I poke my head back into the bedroom and snap on the ceiling light. Here it is sparer than out front, but still satisfactory in its own way. An aquarium sits on the dresser, its lurid light exposing floating, tiny black mollies. Walter’s bed has a geometric-design cover with three oversized pillows, and on the night table there is a copy of my book,
Blue Autumn
, with my author’s picture face-up, and myself looking remarkably lean and ironic. I am drinking a beer, elbowed-in to an open air bar in San Miguel Tehuantepec. I have a crewcut and am smoking a cigarette, and couldn’t look more ridiculous. “Mr. Bascombe,” my biography says, “is a young American living in Mexico. He was born at the end of World War II, served in the Marines, and has attended the University of Michigan.” I pick it up and see it is the Haddam Public Library copy, with the plastic cover taken off. (Walter has boosted it! He told me in the Manasquan that he had a library copy, but I didn’t believe him.) He has jotted small plusses and zeros by certain titles on the contents page. I’d like to see more about that, possibly take the book with me, though I know there’s an inventory inside Sergeant Benivalle’s folder.
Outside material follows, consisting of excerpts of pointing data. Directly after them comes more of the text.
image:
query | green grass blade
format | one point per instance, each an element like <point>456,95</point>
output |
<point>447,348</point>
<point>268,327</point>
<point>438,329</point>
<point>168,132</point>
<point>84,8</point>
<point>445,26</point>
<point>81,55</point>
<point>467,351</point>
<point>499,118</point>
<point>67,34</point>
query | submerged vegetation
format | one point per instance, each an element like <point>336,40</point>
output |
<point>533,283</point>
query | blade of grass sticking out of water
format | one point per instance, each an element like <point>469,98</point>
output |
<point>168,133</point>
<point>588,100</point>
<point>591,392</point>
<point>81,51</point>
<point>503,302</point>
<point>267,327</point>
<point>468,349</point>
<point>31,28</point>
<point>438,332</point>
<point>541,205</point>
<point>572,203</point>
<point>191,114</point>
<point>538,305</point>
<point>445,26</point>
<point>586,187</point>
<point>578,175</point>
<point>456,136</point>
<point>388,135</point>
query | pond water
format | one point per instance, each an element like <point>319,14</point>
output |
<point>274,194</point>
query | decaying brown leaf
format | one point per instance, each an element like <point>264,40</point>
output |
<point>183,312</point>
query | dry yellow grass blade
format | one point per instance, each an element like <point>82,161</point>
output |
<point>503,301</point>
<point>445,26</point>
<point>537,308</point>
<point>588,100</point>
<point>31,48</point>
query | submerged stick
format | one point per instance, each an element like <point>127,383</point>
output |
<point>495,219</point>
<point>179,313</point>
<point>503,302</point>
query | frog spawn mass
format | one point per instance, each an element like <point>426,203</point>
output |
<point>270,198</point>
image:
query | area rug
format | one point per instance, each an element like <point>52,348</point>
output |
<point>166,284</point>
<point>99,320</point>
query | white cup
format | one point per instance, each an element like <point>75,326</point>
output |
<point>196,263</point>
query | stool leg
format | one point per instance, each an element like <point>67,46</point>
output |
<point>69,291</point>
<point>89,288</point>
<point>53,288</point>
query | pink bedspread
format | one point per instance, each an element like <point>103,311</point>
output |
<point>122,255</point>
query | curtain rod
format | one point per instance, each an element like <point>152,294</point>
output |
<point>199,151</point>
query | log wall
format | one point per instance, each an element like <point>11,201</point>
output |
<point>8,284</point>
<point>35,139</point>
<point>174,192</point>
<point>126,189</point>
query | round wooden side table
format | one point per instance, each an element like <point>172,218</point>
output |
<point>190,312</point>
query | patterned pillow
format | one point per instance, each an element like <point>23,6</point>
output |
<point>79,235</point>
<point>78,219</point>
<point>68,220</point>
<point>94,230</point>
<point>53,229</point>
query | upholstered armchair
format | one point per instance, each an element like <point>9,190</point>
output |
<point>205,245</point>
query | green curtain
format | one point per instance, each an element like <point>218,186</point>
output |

I set the book back, take a quick look around—shoes, shoetrees, a skinny closet of suits and shirts, a silent butler, a computer terminal on the floor in the corner, an air-conditioner built through from the outside, a Grinnell pennant—the unextraordinary remains of a life at loose ends.

X is seated on the edge of the leather couch, her wrists on her knees, looking at a red ceramic lobster peeking out over the rim of a large green “dip bowl” on the coffee table. “You know?” She stares closely at the lobster’s eyes. Her voice makes a hollow, echoey sound.

“What?”

“It reminds me of a frat house in here, a Phi Delt’s room I used to go into. Ron something. Ron Kirk. It was fixed up exactly this way, like a dentist’s office somebody’d lived in. Just horrible boy’s stuff. I bet there’s a set of
Playboys
in here somewhere. I looked around for it a little.” She shakes her head in wonder. On the floor in front of the coffee table is more orange tape the police have laid around the chair Walter was sitting in, a chair that is missing. Two large dark brown stains have dried on one of the hooked rugs, and these have been covered with clear plastic, then taped. An area on the wall has also been covered and sealed. X has made no reference to either of them. “You’re just so strange, Frank, my God. I don’t see how any of you get along alone.” She blinks up at me, smiling, curious at who would kill himself, wishing for a common-sensical explanation for such a strange event. “You know?”